Grand Théâtre, 15 décembre

Dévoilée au Theater an der Wien, en novembre 2014 (voir O. M. n° 102 p. 61 de janvier 2015), la mise en scène des Pêcheurs de perles, signée Lotte de Beer, arrive au Grand Théâtre de Genève sans avoir pris une ride, tant elle était factice dès le départ.

On rappellera brièvement que la réalisatrice néerlandaise, concédant que l’opéra de Bizet reste « d’une grande pertinence émotionnelle », le trouve toutefois « pittoresque pour l’époque des empires coloniaux, mais (…) inacceptable pour la nôtre », sans compter que « l’histoire consiste en une seule accumulation de coïncidences ». Raison pour laquelle elle transpose l’intrigue en une émission de télé-réalité.

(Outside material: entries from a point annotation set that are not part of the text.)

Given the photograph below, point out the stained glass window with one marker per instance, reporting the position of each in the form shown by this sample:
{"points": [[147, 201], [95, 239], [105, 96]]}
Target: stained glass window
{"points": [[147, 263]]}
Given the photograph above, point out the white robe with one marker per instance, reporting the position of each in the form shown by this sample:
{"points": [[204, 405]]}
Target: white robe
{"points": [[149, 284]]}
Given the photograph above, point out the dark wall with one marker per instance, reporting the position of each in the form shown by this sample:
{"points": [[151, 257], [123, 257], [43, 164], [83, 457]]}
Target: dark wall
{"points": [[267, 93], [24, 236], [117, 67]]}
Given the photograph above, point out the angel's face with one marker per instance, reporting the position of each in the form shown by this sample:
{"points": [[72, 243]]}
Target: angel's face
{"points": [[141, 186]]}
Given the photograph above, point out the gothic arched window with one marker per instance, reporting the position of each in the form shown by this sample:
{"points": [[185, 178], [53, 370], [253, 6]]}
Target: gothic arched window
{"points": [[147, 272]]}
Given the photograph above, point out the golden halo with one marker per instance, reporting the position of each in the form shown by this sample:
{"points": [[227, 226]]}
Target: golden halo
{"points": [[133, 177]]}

Les personnages se retrouvent dans un décor d’un kitsch appuyé, entourés de photographes et de cadreurs qui leur indiquent comment se mouvoir, sachant que Leïla suit un stage de yoga qui doit la dépouiller de tout désir. Oui, mais voilà, Nadir et Zurga sont là, qui réveillent les penchants qu’elle voulait oublier. Et c’est là que le spectacle, d’un propos et d’une agitation pénibles, devient tout à coup incompréhensible. Lotte de Beer, manifestement, ne sait plus comment s’en sortir.

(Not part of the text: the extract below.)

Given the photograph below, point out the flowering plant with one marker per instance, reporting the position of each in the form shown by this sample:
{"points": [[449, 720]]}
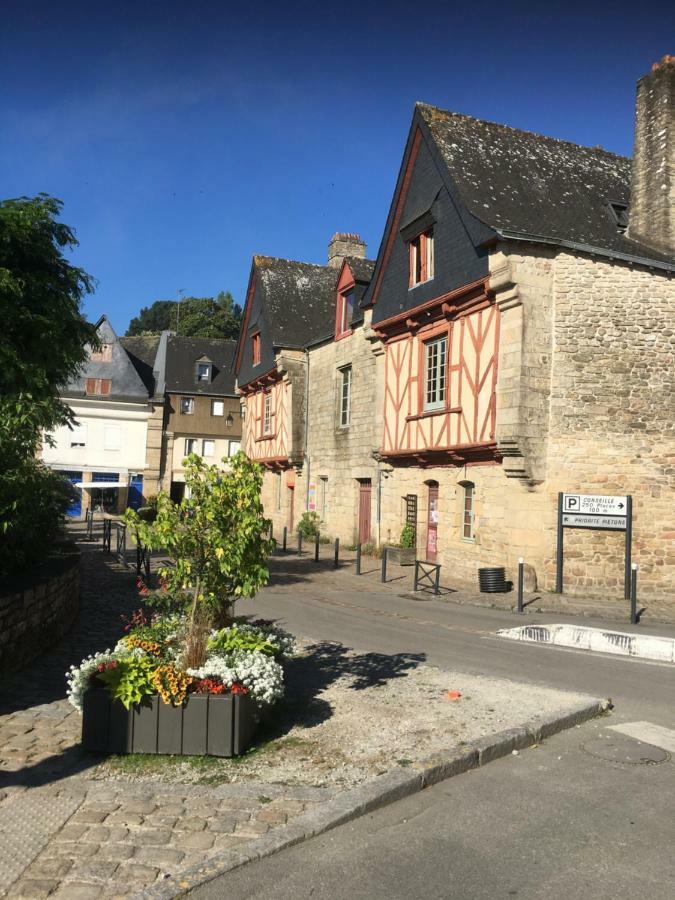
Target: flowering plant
{"points": [[241, 659]]}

Elle choisit prudemment de laisser les chanteurs enfin seuls, puis essaye de sauver la situation : avant le dernier acte, il faut ainsi supporter une vidéo en forme de micro-trottoir, où l’on demande à des citoyens de tout âge et de toute condition s’il faut condamner à mort les coupables (c’est-à-dire ceux qui s’aiment et se sont donc rebellés contre la règle du jeu) ou les gracier.

De bout en bout, les solistes ont l’air dubitatif devant ce propos ricanant et niais. Jouant le jeu sans trop y croire, ils ont la bonne idée de se concentrer sur leur prestation vocale. De ce côté, il n’y a rien à redire ; le baryton-basse britannique Michael Mofidian, contraint de passer une longue partie de la soirée un micro à la main, pour mimer l’animateur de l’émission, s’acquitte honnêtement des quelques répliques de Nourabad.

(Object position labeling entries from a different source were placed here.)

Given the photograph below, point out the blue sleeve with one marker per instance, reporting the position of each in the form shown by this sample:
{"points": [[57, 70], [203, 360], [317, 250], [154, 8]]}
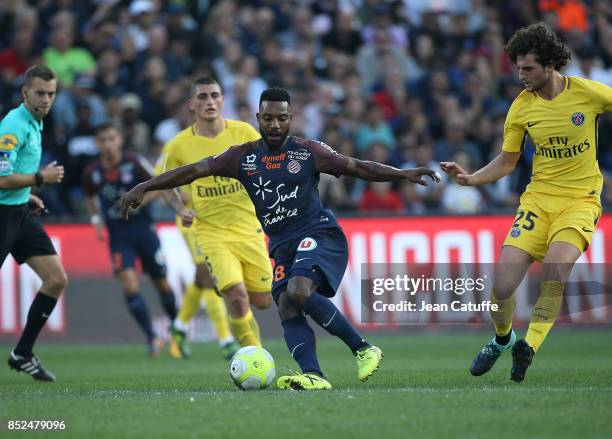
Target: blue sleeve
{"points": [[12, 138]]}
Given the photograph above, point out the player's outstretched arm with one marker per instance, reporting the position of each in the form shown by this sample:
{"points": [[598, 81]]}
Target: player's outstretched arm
{"points": [[499, 167], [374, 171], [177, 177]]}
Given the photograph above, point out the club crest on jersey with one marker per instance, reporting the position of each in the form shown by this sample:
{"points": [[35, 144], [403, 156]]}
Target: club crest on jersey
{"points": [[8, 142], [307, 244], [578, 118], [294, 167]]}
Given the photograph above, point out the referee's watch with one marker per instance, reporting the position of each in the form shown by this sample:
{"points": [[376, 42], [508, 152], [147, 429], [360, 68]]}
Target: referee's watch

La soprano russe Kristina Mkhitaryan chante Leïla sans affectation, avec une prononciation impeccable. Plus déesse qu’amoureuse, elle bascule tout à coup dans la détresse, au fil de sa grande scène avec Zurga ; il suffit alors d’une phrase en voix de poitrine (« Zurga, je te maudis, je te hais »), pour que le personnage trouve soudain sa charge d’humanité.

Le baryton norvégien Audun Iversen chante également le français avec un naturel remarquable, même s’il a tendance à exprimer les passions de Zurga d’une manière un peu caricaturale. La mise en scène, il est vrai, ne l’aide guère, surtout lorsqu’elle pousse le poncif jusqu’à nous le montrer en direct, sur un écran, pendant « L’orage s’est calmé ».

Nadir a droit, lui aussi, à son gros plan, au moment de la romance « Je crois entendre encore ». Le Canadien Frédéric Antoun l’aborde avec une grande délicatesse, ménageant des aigus en voix mixte. Impeccable de candeur, il s’abstient de reprendre à la fin les mots « Charmant souvenir ! », imposés par une fausse tradition qui permet aux ténors de briller, à la faveur d’un contre-ut que Bizet n’a pas écrit. Il est, par ailleurs, tout aussi convaincant dans ses duos avec Leïla et Zurga.

Si l’on ajoute que le chef belge David Reiland dirige la partition, donnée dans son intégralité, avec conviction et finesse, on se dit que l’essentiel, c’est-à-dire la musique, est sauf.